My grip tightens on my stick.
“I can,” I answer, because lying is easier than admitting the truth.
Callaway laughs, low, warm, and it threads through me in a way I don’t know how to stop.
“You won’t,” he says, like he’s certain. Like he’s already seen the ending. “We’re becoming a family.”
The word hits me so hard I almost stop.
Family.
My throat goes dry. I keep moving because stopping would mean I have to look at him. It would mean I have to face the way that word makes something inside me crack.
We’re becoming a family. Him, Ves, the baby, and . . . well, me.
Can I do it? Family means staying.
Family means you don’t get to disappear when it starts to hurt.
Family means there are expectations and traditions and holidays and people asking questions you don’t know how to answer without bleeding.
It also means having Vesper.
Vesper with her eternal sunshine and the way she jokes like it’s a shield, as if she can laugh her way out of fear. Vesper who is carrying a baby and pretending she’s fine because that’s what she does—she turns panic into punchlines and hopes nobody notices her hands shaking.
And the baby.
A baby I already said I’d be there for, because I meant it, because I can’t stand the thought of her doing this alone, because I can’t stand the thought of anyone touching her life with dirty hands.

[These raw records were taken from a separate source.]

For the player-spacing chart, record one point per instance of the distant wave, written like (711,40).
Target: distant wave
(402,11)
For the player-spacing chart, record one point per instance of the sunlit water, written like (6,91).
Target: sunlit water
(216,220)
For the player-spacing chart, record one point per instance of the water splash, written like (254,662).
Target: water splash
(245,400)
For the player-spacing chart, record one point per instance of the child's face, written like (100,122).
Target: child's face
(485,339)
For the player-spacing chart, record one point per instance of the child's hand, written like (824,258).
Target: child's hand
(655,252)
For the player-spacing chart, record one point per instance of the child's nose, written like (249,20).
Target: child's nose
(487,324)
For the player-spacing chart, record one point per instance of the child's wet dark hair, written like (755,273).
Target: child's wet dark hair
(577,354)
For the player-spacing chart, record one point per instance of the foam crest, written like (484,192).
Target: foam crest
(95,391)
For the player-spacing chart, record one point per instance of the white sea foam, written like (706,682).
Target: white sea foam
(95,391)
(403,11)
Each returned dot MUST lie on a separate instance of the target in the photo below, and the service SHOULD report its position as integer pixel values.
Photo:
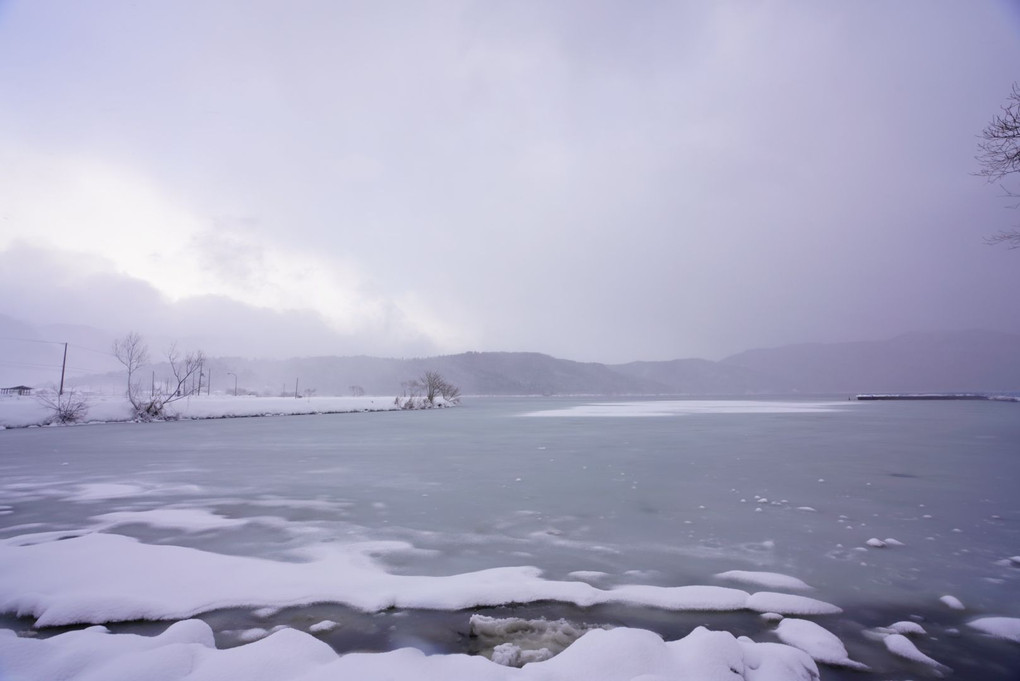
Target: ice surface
(186, 650)
(117, 578)
(272, 521)
(188, 520)
(820, 643)
(683, 407)
(1000, 627)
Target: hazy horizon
(595, 181)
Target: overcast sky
(597, 180)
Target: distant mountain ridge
(970, 361)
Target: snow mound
(187, 650)
(772, 580)
(1000, 627)
(786, 604)
(902, 646)
(907, 628)
(952, 603)
(820, 643)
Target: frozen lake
(390, 527)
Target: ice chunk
(786, 604)
(952, 601)
(772, 580)
(900, 645)
(908, 628)
(1000, 627)
(186, 650)
(515, 641)
(820, 643)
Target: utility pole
(63, 367)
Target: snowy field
(24, 411)
(517, 539)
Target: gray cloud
(598, 180)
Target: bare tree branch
(1000, 156)
(133, 352)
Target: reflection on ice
(266, 528)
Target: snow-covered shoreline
(22, 412)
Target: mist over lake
(595, 511)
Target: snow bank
(186, 650)
(1000, 627)
(27, 411)
(117, 578)
(772, 580)
(820, 643)
(902, 646)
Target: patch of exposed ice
(682, 407)
(515, 641)
(323, 626)
(820, 643)
(588, 575)
(98, 491)
(188, 520)
(117, 578)
(187, 650)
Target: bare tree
(184, 370)
(70, 407)
(133, 352)
(432, 384)
(1000, 157)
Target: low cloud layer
(595, 180)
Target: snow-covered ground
(23, 411)
(741, 541)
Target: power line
(52, 343)
(98, 352)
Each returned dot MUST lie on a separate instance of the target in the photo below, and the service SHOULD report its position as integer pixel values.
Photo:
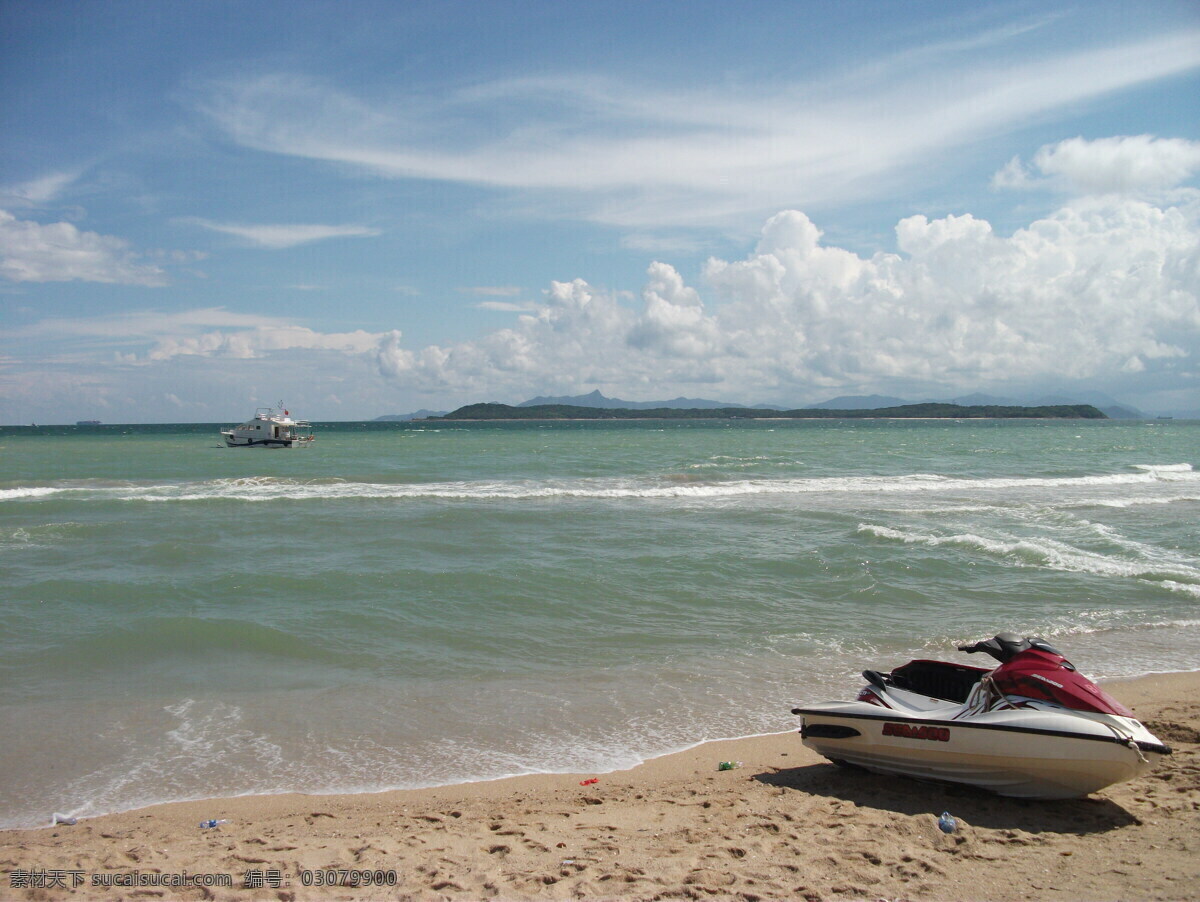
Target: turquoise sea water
(411, 605)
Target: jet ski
(1033, 727)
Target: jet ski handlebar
(1007, 645)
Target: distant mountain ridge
(928, 410)
(597, 400)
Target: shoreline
(785, 823)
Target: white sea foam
(1051, 554)
(16, 494)
(649, 488)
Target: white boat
(1031, 728)
(270, 427)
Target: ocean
(408, 605)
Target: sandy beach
(785, 824)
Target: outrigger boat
(270, 427)
(1032, 727)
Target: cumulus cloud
(283, 235)
(1098, 287)
(60, 252)
(1126, 164)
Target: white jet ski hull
(1026, 752)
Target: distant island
(911, 412)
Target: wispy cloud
(1103, 286)
(648, 157)
(60, 252)
(139, 337)
(39, 191)
(507, 306)
(492, 290)
(280, 236)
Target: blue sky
(372, 208)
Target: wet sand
(785, 824)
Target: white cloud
(651, 157)
(1127, 164)
(285, 235)
(59, 252)
(1099, 287)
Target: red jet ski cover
(1053, 678)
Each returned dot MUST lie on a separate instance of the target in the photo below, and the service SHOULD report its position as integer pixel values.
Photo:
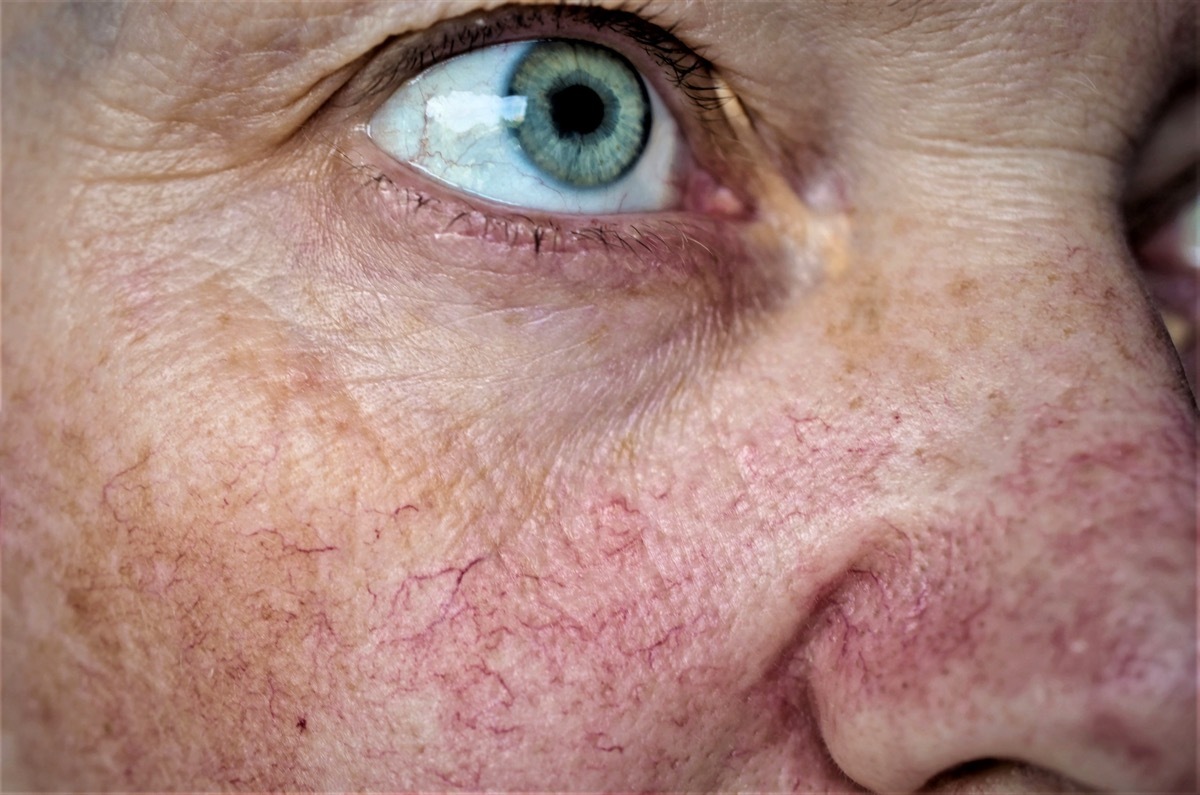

Because I love her and the baby being a part of her makes me already love them.
But family?
Family is bigger than protection.
Family is attachment.
Family leaves you. You lose them and then you’re left alone without a compass or a place to call yours.
Callaway says it like it’s inevitable, like it’s already true, like I don’t get a vote. Like he’s claiming us with a single sentence and expecting me not to jet out of this place.
Fuck, can I even do it? I should’ve thought about the implications.
This isn’t the time to think about all that. I keep my eyes forward, because if I look at him, I might see the hope in his face. I might see that bright, reckless devotion he carries so easily. I might see him imagining a future like it won’t terrify me.
What the fuck am I supposed to do with that?